Vim ao Brasil pela primeira vez em 98 para participar de
um curso sobre identidades étnicas e relações
raciais no Rio de Janeiro e para assistir as celebrações
dos 90 anos da imigração japonesa. Naquela época
estava escrevendo minha dissertação de mestrado
sobre a Shindo Renmei e a história e as experiências
dos imigrantes japoneses e os nikkeis nas décadas de 30
e 40 no Brasil. Aprendi muito falando com historiadores e pesquisadores
no Centro dos Estudos Nipo-Brasileiros, fazendo entrevistas e
escutando histórias que os imigrantes me contaram. A história
da Shindo Renmei e a comunidade nikkei durante a Segunda Guerra
Mundial não eram tão discutidas como hoje, pois
o livro de Fernando Morais Corações Sujos ainda
não havia sido lançado.
Por
que é importante estudar a imigração japonesa
no Brasil?
Acredito que seja importante escrever sobre a história
dos imigrantes no Brasil e a sociedade nikkei contemporânea
tanto para a própria comunidade local quanto para o público
no exterior. Como a história dos imigrantes algumas vezes
fica fora da história nacional do país de origem,
acho que seja importante recordar essas experiências e também
as memórias cotidianas que talvez não apareçam
nas grandes narrativas da história. Podemos aprender muito
contando e comparando as experiências dos imigrantes e dos
nikkeis em países distintos, em épocas diferentes
e entre várias gerações.
O
projeto é pessoal?
A minha pesquisa tem sido de uma certa maneira uma viagem
pessoal. Foi interessante conhecer a trajetória da minha
mãe que morava no Japão e decidiu viajar aos Estados
Unidos para trabalhar na delegação japonesa na Worlds
Fair (Exposição Mundial), em Nova Iorque, em 1964.

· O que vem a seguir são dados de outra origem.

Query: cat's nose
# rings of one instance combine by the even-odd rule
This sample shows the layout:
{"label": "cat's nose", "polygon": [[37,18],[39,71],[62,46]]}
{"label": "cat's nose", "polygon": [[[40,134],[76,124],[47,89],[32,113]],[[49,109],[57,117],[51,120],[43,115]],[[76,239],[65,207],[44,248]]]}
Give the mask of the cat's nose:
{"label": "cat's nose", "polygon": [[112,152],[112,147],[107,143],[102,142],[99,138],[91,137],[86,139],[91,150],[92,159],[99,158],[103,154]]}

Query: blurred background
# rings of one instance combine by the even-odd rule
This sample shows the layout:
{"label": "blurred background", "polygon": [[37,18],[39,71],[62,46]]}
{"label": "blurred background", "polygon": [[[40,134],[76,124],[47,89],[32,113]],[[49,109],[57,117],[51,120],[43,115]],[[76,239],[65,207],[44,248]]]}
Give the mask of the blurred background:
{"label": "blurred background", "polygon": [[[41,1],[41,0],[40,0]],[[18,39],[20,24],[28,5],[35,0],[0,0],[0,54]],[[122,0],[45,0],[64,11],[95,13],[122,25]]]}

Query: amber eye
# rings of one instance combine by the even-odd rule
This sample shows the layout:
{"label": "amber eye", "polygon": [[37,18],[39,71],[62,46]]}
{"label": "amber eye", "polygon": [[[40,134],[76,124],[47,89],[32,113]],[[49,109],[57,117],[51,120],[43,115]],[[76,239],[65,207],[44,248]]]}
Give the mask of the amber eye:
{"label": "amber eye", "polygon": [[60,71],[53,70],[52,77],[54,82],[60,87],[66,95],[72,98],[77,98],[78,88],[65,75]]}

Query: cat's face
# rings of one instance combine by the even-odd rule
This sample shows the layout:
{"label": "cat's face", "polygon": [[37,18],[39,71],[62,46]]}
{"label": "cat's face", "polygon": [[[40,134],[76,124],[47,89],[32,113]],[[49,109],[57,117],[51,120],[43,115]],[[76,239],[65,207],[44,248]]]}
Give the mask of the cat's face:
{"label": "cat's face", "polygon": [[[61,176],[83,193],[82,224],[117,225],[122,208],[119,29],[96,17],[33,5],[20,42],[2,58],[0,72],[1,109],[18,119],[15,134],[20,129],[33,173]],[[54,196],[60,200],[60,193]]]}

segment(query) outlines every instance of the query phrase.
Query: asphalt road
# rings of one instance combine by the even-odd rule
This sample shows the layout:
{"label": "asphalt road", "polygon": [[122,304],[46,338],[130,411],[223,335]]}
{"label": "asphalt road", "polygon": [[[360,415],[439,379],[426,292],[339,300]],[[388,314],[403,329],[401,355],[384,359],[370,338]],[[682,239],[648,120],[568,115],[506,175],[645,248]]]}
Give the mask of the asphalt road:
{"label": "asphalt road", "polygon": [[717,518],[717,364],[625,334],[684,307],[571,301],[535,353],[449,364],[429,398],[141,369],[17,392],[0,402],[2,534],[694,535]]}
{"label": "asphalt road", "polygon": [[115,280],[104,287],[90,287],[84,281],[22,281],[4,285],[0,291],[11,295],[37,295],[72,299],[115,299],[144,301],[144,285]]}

Meu pai também queria visitar lugares fora do Japão
e desembarcou no Brasil em 1959. Ele ficou só em São
Paulo por menos de dois anos, onde trabalhou como pintor. Fiquei
impressionada quando procurei os documentos originais da imigração
dele no Memorial do Imigrante, em São Paulo. Recentemente
também encontrei com alguns de seus amigos, artistas nipo-brasileiros
e outros, que viajaram no mesmo navio.
Como
é o seu dia-a-dia?
Trabalho na minha tese. Examino livros e documentos, realizo
entrevistas e também assisto um curso no programa de pós-graduação
em Antropologia Social na Universidade de São Paulo (USP).
Hoje, no Museu, estamos organizando uma festival de cinema nikkei.
Pretendemos mostrar vários filmes e documentários
sobre as vidas dos imigrantes japoneses e os nikkeis nas áreas
de migração, agricultura, guerra, família
e música no Brasil, Estados Unidos e Japão. Esperamos
criar um espaço para dialogar sobre as nossas várias
experiências, memórias e interesses.
Que
diferença vê na imigração japonesa
no Brasil e nos Estados Unidos?
São várias. Historicamente, a emigração
japonesa aos Estados Unidos começou em 1868, e ao Brasil,
uma geração depois, em 1908. Os imigrantes que foram
aos Estados Unidos eram homens solteiros, diferente do Brasil,
onde vieram como famílias. Mesmo assim, temos cerca de
850 mil japoneses americanos, concentrados no Havaí e nos
Estados pela Costa Oeste, como Califórnia, Oregon e Washington.
Já no Brasil, são 1,4 milhão de descendentes,
principalmente em São Paulo e cidades vizinhas. Outra questão
é o grande número de departamentos de estudos japoneses
nas universidades norte-americanas.
É
comum encontrar professores não-nikkeis nas áreas
de humanas e ciências sociais em temas ligados ao Japão.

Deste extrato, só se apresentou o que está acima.